Graveyard – Lights Out

by on 28. Oktober 2012 in Album

Graveyard – Lights Out

No Lights‚ führt eindrucksvoll vor Augen, dass es Graveyard offenbar noch nicht einmal im geringsten eine Anstrengung bereitet, soviel besser und authentischer im unerschöpflichen Fundus des bluesigen 70s-Rock zu wildern, als die gesamte Konkurrenz es kann.

Gut, für das eindringlich-berührende, nahezu balladeske ‚Slow Motion Countdown‚ trumpfen Graveyard gleich zu Beginn fett auf, lassen anfänglich sanfte Pianotupfer im weiteren Verlauf zu angedacht oppulenter Streicher-Dramatik anschwellen und sind damit auf einen Schlag mehr Breitwand-Kino als je zuvor, das Taschentuch wird nicht mehr nur benötigt, um sich den Schweiß von der Stirn zu wischen. Für ‚The Suits, The Law & The Uniform‚ haben die Schweden ein ähnliches Gimmick, nur deutlich spartanischer eingesetzt in petto und schaffen mit Trompetenunterstützung gar ihr eigenes Free-Jazz-Inferno – der so gar nichts mit Jazz zu tun hat. Erlauben können sich Graveyard den ansatzweisen Soundausbau, der vielen Bands das Genick brechen würde, weil man erstens den maßgeschneiderten, niemals genug zu lobenden, sumpfig-gefühlvollen Weltklasseklang von Don Ahlsterberg beibehalten hat – und damit zweitens eben zu jeder Sekunde der niemals aufgeblasen wirkenden Expansion und darüber hinaus geerdeter und packender rockt, als die gesamte Konkurrenz da draußen in gleichen Gefilden tut.

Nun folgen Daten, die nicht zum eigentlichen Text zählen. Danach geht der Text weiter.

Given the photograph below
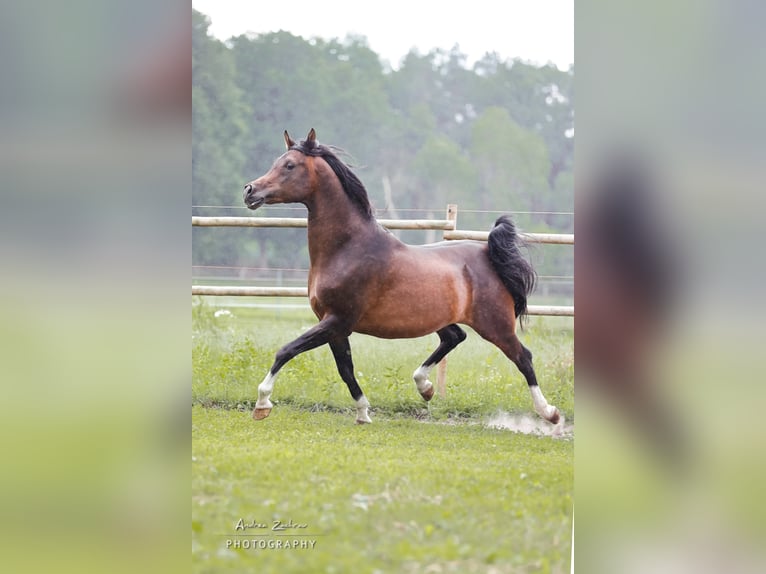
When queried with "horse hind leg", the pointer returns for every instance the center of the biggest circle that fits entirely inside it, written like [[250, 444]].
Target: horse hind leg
[[450, 337], [522, 357]]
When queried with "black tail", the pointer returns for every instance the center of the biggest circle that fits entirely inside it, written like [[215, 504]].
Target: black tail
[[514, 271]]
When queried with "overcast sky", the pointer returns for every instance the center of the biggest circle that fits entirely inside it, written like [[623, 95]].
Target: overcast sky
[[539, 31]]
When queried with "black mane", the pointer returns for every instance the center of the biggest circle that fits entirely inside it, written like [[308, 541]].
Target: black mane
[[351, 184]]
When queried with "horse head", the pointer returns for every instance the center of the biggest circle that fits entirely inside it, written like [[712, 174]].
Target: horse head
[[290, 178]]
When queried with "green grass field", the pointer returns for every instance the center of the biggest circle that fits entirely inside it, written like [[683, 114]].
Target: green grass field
[[428, 487]]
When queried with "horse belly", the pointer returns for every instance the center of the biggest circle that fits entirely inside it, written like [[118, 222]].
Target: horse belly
[[413, 309]]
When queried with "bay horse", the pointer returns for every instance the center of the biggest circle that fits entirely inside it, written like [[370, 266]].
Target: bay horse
[[363, 279]]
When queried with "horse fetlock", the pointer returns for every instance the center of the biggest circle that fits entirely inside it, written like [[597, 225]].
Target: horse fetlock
[[428, 392], [362, 406], [551, 414], [260, 413], [425, 388]]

Dabei sollte ‚Goliath‚, dieser kompromisslos nach vorne gehende Vorabhit ohnedies bereits klar gemacht haben, dass sich nichts Wesentliches am Prinzip hinter den Vorgängern ‚Graveyard‚ und viel mehr dem letztjährigen Geniestreich ‚Hisingen Blues‚ geändert hat. Die abwechslungsreiche Bandbreite von ‚No Lights‚ konnte der straighte Rocker freilich nicht vorwegnehmen. Was ‚Goliath‚ zudem verschwiegen hat: dass mit dem sofort von 0 auf 100 startenden ‚Seven Seven‚, dem aggressiven ‚An Industry of Murder‚ oder dem unheimlich knackig rumpelnden Berserker ‚Endless Night‚ zwar und natürlich ähnlich anstandslos als Qualitätsfeuerwerk ausreißende Durchschläger vorhanden sind, sich das auf 36 Minuten fettfrei reduzierte ‚Lights Out‚ im konstanten Wechselspiel zwischen Laut und Leise in Summe doch deutlich ruhiger, aber auch dunkler in die Güteklasse von ‚Hisingen Blues‚ spülen lässt, als das Quartett bisher ihren Querschnitt aus Hard-Rock, traditionellem Heavy-Metal und kompakter Psychedelik zurecht gestutzt hat.

Ein ‚20/20 (Tunnel Vision)‚ destilliert den stets so smoothen Groove der Band so noch einmal zusammenfassend, ‚Hard Tomes Lovin‚ übertrifft sich als elektrischer Blues mit alter Seele und viel Zigarettenrauch in der Lunge gleich selbst: früher einmal haben das nur die mittlerweile auf einer anderen Baustelle beheimateteten Witchcraft derart formvollendet zustande gebracht – die behende über den souligen Orgelteppich tanzenden Gitarren könnte man mittlerweile dennoch sogar taub eindeutig Graveyard zuordnen.
Lights Out‚ ist mit kleinen, aber feinen neuen Facetten im bewährten Outfit nämlich auch zu einem Lehrstück geworden, was man nach dem Durchbruchsalbum so alles richtig machen kann, indem es etablierte Stärken betont, ohne partout das selbe Ekstase-Elexir noch einmal aufzukochen. Alles hier wirkt wie locker aus der Hüfte geschüttelt, eine zwanglose aber umso unwiderstehliche Fingerübung. Graveyard krönen sich damit quasi nebenbei auch in diesem Jahr zur unüberbrückbare Referenz für alle anachronistischen Bluesrock-Bands da draußen.